Search term to key
To look up words quickly, the trie
model creates a
search key that takes the latest word (as determined by the word breaker and converts it into an internal form.
The purpose of this internal form is to make searching for a word work,
as expected,
regardless of things such as accents,
diacritics, letter case, and minor
spelling variations.
The internal form is called the key. Typically, the key is always
in lowercase, and lacks all accents and diacritics. For example, the key
for “naïve" is naive
and the key for “Canada” is
canada
.
The form of the word that is stored is “regularized” through the use of a key function, which you can define in TypeScript code.
Note: this function runs both on every word when the wordlist is compiled and on the input, whenever a suggestion is requested. This way, whatever a user types is matched to something stored in the lexical model, without the user having to type things in a specific way.
The key function takes a string which is the raw search term, and returns a new string, being the “regularized” key. As an example, consider the default key function; that is, the key function that is used if you do not specify one:
searchTermToKey: function (term: string): string {
// Use this pattern to remove common diacritical marks.
// See: https://www.compart.com/en/unicode/block/U+0300
const COMBINING_DIACRITICAL_MARKS = /[\u0300-\u036f]/g;
// Converts to Unicode Normalization form D.
// This means that MOST accents and diacritics have been "decomposed" and
// are stored as separate characters. We can then remove these separate
// characters!
//
// e.g., Å → A + ˚
let normalizedTerm = term.normalize('NFD');
// Now, make it lowercase.
//
// e.g., A + ˚ → a + ˚
let lowercasedTerm = normalizedTerm.toLowerCase();
// Now, using the pattern above replace each accent and diacritic with the
// empty string. This effectively removes all accents and diacritics!
//
// e.g., a + ˚ → a
let termWithoutDiacritics = lowercasedTerm.replace(COMBINING_DIACRITICAL_MARKS, '')
// The resultant key is lowercased, and has no accents or diacritics.
return termWithoutDiacritics;
},
This should be sufficient for most Latin-based writing systems. However, there are cases, such as with SENĆOŦEN, where some characters do not decompose into a base letter and a diacritic.
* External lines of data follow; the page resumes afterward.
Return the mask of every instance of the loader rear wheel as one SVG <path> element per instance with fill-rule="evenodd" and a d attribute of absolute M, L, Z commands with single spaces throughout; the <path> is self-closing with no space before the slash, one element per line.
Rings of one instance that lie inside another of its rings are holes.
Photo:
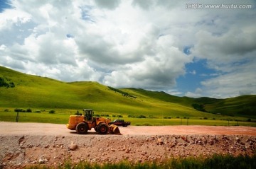
<path fill-rule="evenodd" d="M 109 127 L 107 124 L 102 123 L 97 127 L 97 130 L 100 134 L 107 134 L 109 130 Z"/>
<path fill-rule="evenodd" d="M 85 134 L 88 132 L 88 127 L 85 123 L 80 122 L 76 126 L 75 130 L 79 134 Z"/>
<path fill-rule="evenodd" d="M 95 127 L 95 132 L 97 132 L 97 126 L 96 126 L 96 127 Z"/>

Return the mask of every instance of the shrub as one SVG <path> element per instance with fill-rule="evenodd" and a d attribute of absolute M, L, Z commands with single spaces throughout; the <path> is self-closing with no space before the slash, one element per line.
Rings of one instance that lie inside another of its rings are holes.
<path fill-rule="evenodd" d="M 135 117 L 135 116 L 134 116 L 134 115 L 128 115 L 128 117 Z"/>
<path fill-rule="evenodd" d="M 14 109 L 14 112 L 22 112 L 22 109 L 16 108 L 16 109 Z"/>
<path fill-rule="evenodd" d="M 27 112 L 31 112 L 32 110 L 31 108 L 28 108 L 26 110 Z"/>
<path fill-rule="evenodd" d="M 137 118 L 146 118 L 146 117 L 144 115 L 139 115 L 137 117 Z"/>
<path fill-rule="evenodd" d="M 55 110 L 50 110 L 50 111 L 49 111 L 49 113 L 50 114 L 53 114 L 53 113 L 55 113 Z"/>

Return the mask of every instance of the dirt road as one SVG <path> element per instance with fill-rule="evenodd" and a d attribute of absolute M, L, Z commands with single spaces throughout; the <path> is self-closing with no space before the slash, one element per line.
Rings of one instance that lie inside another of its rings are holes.
<path fill-rule="evenodd" d="M 0 168 L 73 163 L 161 162 L 213 154 L 252 155 L 256 128 L 159 126 L 119 127 L 122 135 L 79 135 L 65 124 L 0 122 Z"/>
<path fill-rule="evenodd" d="M 251 135 L 256 136 L 256 128 L 251 127 L 223 126 L 129 126 L 119 127 L 123 135 L 171 135 L 171 134 L 209 134 L 209 135 Z M 0 134 L 7 135 L 62 135 L 75 134 L 65 124 L 43 123 L 15 123 L 0 122 Z M 94 129 L 88 135 L 96 134 Z"/>

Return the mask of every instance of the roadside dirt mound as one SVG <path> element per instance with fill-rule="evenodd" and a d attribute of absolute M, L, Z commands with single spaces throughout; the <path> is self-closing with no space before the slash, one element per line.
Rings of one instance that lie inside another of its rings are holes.
<path fill-rule="evenodd" d="M 252 155 L 253 136 L 1 136 L 0 168 L 31 165 L 55 168 L 70 160 L 114 163 L 161 161 L 171 157 Z"/>

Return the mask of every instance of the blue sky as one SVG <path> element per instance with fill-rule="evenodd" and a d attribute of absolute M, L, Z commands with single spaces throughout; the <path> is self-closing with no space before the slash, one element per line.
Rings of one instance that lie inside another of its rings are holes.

In this case, it is necessary to write your own key function.
Use in your model definition file
To use this in your model definition file, provide a function as the
searchTermToKey
property of the lexical model source:
const source: LexicalModelSource = {
format: 'trie-1.0',
sources: ['wordlist.tsv'],
searchTermToKey: function (wordform: string): string {
// Your searchTermToKey function goes here!
let key = wordform.toLowerCase();
return key;
},
// other customizations go here:
};
export default source;
Suggested customizations
- For all writing systems, normalize into NFC or
NFD form using
wordform = wordform.normalize('NFC')
. - For Latin-based scripts, lowercase the word, and remove diacritics.
- For scripts that use the U+200C zero-width joiner (ZwJ) and/or the U+200D zero-width
non-joiner (ZWNJ) (e.g., Brahamic scripts),
remove the ZWJ or ZWNJ from the end of the input with
wordform = wordform.replace(/[\u200C\u200D]+$/